On September 26th, the Institute for European Studies was pleased to host Daena Funahashi, Assistant Professor at the UC Berkeley Department of Anthropology, who presented her work “Untimely Sacrifices: Work and Death in Finland”,  to an audience of around ten.

Looking at the history of labor, Funahashi challenged the current conventional notions of work, energy, and economics by emphasizing the role of gift exchange and pondering the forces that drive us to do what we do. Funahashi disputed the idea of occupational burnout being the new hazard of the new economy, focusing instead on what we are willing to sacrifice.

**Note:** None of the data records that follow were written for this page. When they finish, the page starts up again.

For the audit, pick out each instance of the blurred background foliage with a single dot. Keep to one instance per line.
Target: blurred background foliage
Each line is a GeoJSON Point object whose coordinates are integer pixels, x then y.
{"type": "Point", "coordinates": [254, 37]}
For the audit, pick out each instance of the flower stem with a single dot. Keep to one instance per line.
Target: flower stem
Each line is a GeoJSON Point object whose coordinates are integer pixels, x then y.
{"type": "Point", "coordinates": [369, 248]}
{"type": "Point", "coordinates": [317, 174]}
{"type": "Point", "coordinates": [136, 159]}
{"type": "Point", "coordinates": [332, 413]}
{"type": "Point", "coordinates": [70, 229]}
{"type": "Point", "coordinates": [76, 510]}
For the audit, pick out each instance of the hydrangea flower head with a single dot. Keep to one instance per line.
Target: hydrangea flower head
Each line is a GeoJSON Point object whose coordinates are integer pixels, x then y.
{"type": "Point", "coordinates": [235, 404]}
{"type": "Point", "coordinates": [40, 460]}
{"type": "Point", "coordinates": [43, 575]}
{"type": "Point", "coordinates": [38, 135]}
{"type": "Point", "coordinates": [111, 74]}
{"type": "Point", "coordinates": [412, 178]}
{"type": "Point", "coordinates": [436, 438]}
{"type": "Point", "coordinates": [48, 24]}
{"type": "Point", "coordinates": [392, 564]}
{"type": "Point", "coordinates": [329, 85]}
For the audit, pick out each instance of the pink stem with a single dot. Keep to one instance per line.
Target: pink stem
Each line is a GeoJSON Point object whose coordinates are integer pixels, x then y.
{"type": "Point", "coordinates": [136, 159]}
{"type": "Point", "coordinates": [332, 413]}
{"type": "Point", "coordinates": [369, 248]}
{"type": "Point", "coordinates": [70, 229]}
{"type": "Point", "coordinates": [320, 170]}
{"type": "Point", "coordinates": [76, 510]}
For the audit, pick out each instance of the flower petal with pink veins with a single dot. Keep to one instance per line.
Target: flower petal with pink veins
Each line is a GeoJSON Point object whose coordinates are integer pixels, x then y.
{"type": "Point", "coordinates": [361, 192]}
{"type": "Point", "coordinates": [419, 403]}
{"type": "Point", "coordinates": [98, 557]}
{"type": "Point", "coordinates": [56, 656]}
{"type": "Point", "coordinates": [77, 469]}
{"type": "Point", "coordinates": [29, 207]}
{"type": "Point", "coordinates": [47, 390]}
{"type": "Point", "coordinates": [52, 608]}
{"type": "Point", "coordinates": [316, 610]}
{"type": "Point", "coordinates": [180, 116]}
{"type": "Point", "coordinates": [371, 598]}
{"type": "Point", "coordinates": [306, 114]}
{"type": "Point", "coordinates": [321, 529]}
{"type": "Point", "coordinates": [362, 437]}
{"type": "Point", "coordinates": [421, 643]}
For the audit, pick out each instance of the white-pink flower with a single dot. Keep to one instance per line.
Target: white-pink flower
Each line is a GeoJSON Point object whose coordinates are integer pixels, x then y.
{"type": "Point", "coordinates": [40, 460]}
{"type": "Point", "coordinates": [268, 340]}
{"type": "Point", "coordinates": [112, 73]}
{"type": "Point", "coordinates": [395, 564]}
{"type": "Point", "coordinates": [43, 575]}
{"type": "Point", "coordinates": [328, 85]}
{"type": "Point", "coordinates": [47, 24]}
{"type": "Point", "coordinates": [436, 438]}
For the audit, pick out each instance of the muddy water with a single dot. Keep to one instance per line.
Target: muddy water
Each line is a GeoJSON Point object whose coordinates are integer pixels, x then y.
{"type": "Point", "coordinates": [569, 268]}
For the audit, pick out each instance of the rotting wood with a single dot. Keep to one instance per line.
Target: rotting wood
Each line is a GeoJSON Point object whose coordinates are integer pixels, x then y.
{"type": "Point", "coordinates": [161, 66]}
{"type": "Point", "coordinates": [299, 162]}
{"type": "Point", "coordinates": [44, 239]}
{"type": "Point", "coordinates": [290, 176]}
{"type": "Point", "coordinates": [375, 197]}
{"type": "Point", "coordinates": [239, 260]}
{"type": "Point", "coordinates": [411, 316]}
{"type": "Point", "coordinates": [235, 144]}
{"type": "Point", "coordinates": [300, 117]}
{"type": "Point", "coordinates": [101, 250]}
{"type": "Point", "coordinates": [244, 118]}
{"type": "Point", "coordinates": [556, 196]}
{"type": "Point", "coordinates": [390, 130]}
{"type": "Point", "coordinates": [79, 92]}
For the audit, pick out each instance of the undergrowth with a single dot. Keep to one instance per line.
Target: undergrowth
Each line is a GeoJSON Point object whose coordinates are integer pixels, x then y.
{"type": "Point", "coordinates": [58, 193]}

Funahashi began by presenting her ethnographic fieldwork carried out in burnout rehabilitation centers in Finland, a country that experienced a complicated economic period in the 1990s, pivotal to the state’s subsequent restructuring. There, she observed that today's workers choose to give of their time, rather than giving out of social obligation. To illustrate her point, she then told the story of Hannah, a 67-year-old Finnish company employee who died alone at home of a heart attack, brought on by the stress of work. Her death, attributed to occupational burnout, shed light on the place of individuals in the workplace, the economic system, and its general structure of sacrifice. From this story, Funahashi reflected on the central question of what drives us to work, one that transcends the borders of Finland. Burnout is part of the apparatus that shapes our relationship to time. The idea that we sacrifice ourselves voluntarily is fiction. Hanna's death was bound to happen and is an untimely orientation to the present. The economic system makes us all equally vulnerable to the inability to restrain ourselves from self-sacrifice, just like Hanna. Indeed, it is an issue of capitalist structure governed by economic rationality, where human energy is considered finite and must be managed.

Funahashi challenged the occupational health narrative that burnout results from citizen-workers not realistically seeing themselves as an energy resource, raising a series of other insightful reflections on our economic systems, through analysis at the intersection of economic and historical subjectivity.